遺言書がない場合の相続人とは

弦

日本の民法では、自分の死後の財産の分割の方法について自らの意思で決定することが認められています。財産を相続される人物のことを被相続人といいますが、この被相続人は財産の分割の方法について遺言書というかたちで、自らの生存中に遺しておくことが可能なのです。

 
遺言書によって被相続人が生前に決めておいた人物が被相続人の正当な相続人となるわけですが、被相続人が急に死亡してしまったときや、あるいは生前に遺言書を遺していないような場合には民法によって定められた相続順位に従って相続人が決定されることになります。遺言書によって被相続人から相続人として指名された人物の相続の権利は常に上位に立ちますが、遺された財産のすべてが手に入るわけではありません。
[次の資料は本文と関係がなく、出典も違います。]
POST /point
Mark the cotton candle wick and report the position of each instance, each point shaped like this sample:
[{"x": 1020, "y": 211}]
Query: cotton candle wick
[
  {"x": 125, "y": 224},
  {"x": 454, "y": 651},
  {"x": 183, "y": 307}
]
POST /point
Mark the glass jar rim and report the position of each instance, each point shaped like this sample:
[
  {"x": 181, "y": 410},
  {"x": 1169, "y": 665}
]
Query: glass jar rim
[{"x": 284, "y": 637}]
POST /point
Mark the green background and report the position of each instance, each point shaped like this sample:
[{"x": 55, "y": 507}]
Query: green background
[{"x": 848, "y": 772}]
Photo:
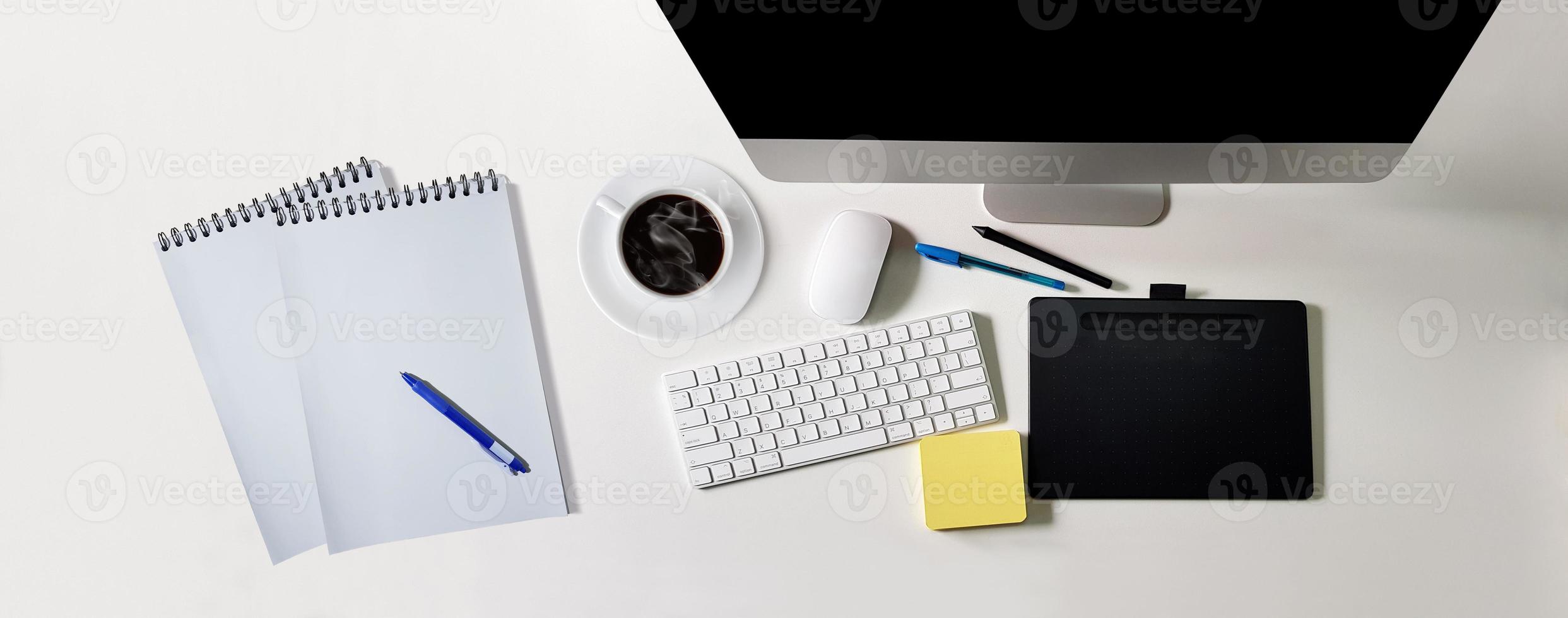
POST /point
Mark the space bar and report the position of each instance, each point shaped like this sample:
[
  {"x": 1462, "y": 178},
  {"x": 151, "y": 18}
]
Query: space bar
[{"x": 833, "y": 448}]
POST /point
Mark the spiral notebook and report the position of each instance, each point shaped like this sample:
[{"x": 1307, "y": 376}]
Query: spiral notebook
[{"x": 302, "y": 314}]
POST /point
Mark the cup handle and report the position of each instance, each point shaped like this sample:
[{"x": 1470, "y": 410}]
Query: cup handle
[{"x": 610, "y": 206}]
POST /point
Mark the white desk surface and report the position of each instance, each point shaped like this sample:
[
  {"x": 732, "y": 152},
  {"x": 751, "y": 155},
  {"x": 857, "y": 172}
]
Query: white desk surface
[{"x": 573, "y": 81}]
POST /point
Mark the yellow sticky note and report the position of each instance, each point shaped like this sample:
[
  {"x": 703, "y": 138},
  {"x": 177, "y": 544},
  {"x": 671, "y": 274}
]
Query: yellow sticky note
[{"x": 972, "y": 479}]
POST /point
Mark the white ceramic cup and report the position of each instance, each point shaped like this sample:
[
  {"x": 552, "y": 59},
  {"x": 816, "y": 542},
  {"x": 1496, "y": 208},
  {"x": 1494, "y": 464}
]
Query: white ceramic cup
[{"x": 620, "y": 213}]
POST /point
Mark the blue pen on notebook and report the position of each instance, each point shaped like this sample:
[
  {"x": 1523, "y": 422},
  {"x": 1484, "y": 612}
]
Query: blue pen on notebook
[
  {"x": 957, "y": 259},
  {"x": 492, "y": 446}
]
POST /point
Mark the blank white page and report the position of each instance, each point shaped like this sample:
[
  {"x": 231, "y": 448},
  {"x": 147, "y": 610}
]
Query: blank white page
[
  {"x": 231, "y": 300},
  {"x": 432, "y": 289}
]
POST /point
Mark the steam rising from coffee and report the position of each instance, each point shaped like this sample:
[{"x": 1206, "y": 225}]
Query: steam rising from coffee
[{"x": 673, "y": 245}]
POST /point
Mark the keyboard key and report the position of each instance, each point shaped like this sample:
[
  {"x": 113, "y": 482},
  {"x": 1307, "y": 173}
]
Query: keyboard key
[
  {"x": 690, "y": 417},
  {"x": 968, "y": 397},
  {"x": 759, "y": 404},
  {"x": 803, "y": 394},
  {"x": 852, "y": 363},
  {"x": 857, "y": 342},
  {"x": 830, "y": 369},
  {"x": 833, "y": 448},
  {"x": 855, "y": 402},
  {"x": 810, "y": 374},
  {"x": 877, "y": 339},
  {"x": 710, "y": 454},
  {"x": 783, "y": 399},
  {"x": 933, "y": 347},
  {"x": 968, "y": 377},
  {"x": 744, "y": 466},
  {"x": 836, "y": 347},
  {"x": 750, "y": 426},
  {"x": 680, "y": 382},
  {"x": 958, "y": 341},
  {"x": 767, "y": 462},
  {"x": 897, "y": 393},
  {"x": 680, "y": 400}
]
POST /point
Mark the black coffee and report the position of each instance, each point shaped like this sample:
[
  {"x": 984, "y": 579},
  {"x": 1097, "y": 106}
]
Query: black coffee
[{"x": 671, "y": 243}]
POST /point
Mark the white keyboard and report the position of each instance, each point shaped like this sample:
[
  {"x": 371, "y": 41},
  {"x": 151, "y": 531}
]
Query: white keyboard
[{"x": 830, "y": 399}]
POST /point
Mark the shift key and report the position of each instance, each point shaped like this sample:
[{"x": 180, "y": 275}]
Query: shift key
[
  {"x": 706, "y": 455},
  {"x": 968, "y": 397}
]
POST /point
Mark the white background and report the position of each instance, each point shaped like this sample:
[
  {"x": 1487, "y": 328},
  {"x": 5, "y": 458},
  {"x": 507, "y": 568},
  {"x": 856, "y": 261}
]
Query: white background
[{"x": 563, "y": 81}]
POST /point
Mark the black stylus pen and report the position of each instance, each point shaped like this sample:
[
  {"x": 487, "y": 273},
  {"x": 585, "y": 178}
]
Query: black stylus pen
[{"x": 1040, "y": 255}]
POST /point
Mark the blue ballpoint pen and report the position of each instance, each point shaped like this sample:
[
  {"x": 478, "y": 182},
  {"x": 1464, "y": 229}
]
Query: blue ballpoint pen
[
  {"x": 492, "y": 446},
  {"x": 957, "y": 259}
]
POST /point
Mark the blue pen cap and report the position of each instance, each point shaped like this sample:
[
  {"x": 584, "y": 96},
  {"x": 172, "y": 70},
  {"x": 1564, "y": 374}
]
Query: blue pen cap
[{"x": 938, "y": 255}]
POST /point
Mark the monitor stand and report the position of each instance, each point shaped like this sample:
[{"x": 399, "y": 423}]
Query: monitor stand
[{"x": 1081, "y": 204}]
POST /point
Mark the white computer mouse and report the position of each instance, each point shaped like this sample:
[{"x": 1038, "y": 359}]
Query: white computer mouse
[{"x": 849, "y": 264}]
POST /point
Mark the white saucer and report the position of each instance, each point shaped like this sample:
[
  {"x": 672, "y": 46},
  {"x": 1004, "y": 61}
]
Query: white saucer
[{"x": 673, "y": 320}]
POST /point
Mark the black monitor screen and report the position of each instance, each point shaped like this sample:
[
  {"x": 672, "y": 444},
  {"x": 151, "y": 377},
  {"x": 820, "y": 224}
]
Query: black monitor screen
[{"x": 1097, "y": 71}]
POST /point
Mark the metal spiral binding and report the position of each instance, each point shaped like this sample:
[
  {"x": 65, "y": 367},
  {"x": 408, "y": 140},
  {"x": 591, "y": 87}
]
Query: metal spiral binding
[
  {"x": 295, "y": 211},
  {"x": 317, "y": 187}
]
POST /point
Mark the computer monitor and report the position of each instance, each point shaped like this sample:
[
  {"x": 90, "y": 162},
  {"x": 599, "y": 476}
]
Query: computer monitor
[{"x": 1079, "y": 110}]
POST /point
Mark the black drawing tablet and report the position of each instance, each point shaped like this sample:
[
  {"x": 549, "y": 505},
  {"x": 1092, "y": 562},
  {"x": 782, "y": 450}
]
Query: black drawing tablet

法定相続人の最低限の取り分というものが相続順位に応じて決められているからです。

 
このような民法によって被相続人の財産を相続する権利があると認められた相続人のことを法定相続人といいます。法定相続人の中でも相続順位がなく、つねに相続する権利を有しているのが配偶者で、次に位置するのが直系卑属と呼ばれる子供や孫、ひ孫です。さらには被相続人の父や母である直系尊属、被相続人の兄弟姉妹や姪や甥と続くことになります。

 
なお、相続順位によって相続できる財産の最低限の取り分が決められています。